So not to get philosophical or anything, but there is no up without down and there is no down without up. I wish we just had a couple of days of even keel. After yesterday's bad news, today was filled with what I will call hopeful.
1) The daycare we were going to use for Riley seems ok with her heart issue and with her having a G Tube for feeding - so that helps our piece of mind immensely.
2) The bigger news is that one of the pediatric doctors that has been seeing Riley called a child surgeon specialist at Egelston hospital where Riley's heart surgery is going to be regarding the G Tube and our GI doctor meeting yesterday. The surgeon over there felt that he could do the G Tube insertion on someone Riley's size and age. The cardiologist came by and explained that Egelston is used to children's surgeries so that is why they can do surgeries that other places can't. So the surgeon is looking into OR time for the beginning of next week!!!! This means that they may be able to do the G Tube and tighten up the upper valve in her stomach so she won't have her reflux problem.
3) She has moved up to 14ml/hr of 30 calorie food and she is getting 2 lasik doses a day to make sure that we keep all of the potential fluid out of her chest cavity. Believe it or not this in preparation for her heart surgery in 4-6 months. At least they are thinking long term.
I wish that I could say that I am over the moon about this, but I fully expect to walk in tomorrow and they tell me that my daughter has grown a third leg or something and we have to wait to have all her surgeries until the foot on that leg is done growing toenails or something.

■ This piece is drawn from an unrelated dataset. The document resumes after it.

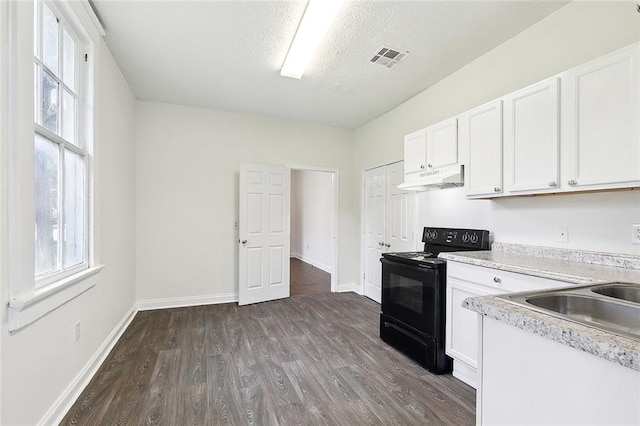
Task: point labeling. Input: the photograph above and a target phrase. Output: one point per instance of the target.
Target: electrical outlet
(563, 234)
(635, 234)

Michele is feeling much much better this afternoon and has reached out to some people for help in dealing with this. This makes me feel better as I was afraid that I was losing my wife to an abyss that she couldn't come back from and Zoey, Riley and I need her desperately, now and forever. Michele and I both also feel better because it seems that Riley has a little bit of a longer term plan going finally:
1 - G Tube insertion and upper stomach valve tightening surgery and recovery
2 - Come home grow bigger and eventually go to day care, lots of doctor visits, and get some preventative shots
3 - Open heart surgery to repair her VSD (moderate hole between her lower ventricles - remember, the crapy thing that started all of this) and recovery
4 - Come home and go to day care, lots of doctor visits, grow bigger, enjoy my family immensely, make my family smile a lot, learn lots of stuff from my big sister Zoey
5 - Get surgery to fix my swallow problem and recovery
6 - Come home and go to day care, lots of doctor visits, grow bigger, enjoy my family immensely, make my family smile a lot, learn lots of stuff from my big sister Zoey and live as much of a wonderful life as I can
I'm 100% positive that it will not go that exact way, but we are getting better every day at trying to deal with the completely topsy turvy world of 22q deletion syndrome. I'm not going to sit here and tell anyone that my newest daughter is any more special then anyone else's child is to them - because she isn't. But what I can tell you is that my little flower is just going to need special gardening techniques to grow into the person she is going to be. I just hope that I can have the best green thumb possible.
As always - thank you for the absolute torrent of support, love, and thoughts that we have received. Michele and I knew that we had wonderful friends and family before this, but the notes/cards/emails that we have received have overwhelmed us. If we could turn every one of these in for credit at the front desk of the hospital - Northside would be able to fix every baby in the NICU for 5 years.
You've made me cry- this time for joy. I wish for you and Michele the greenest of thumbs.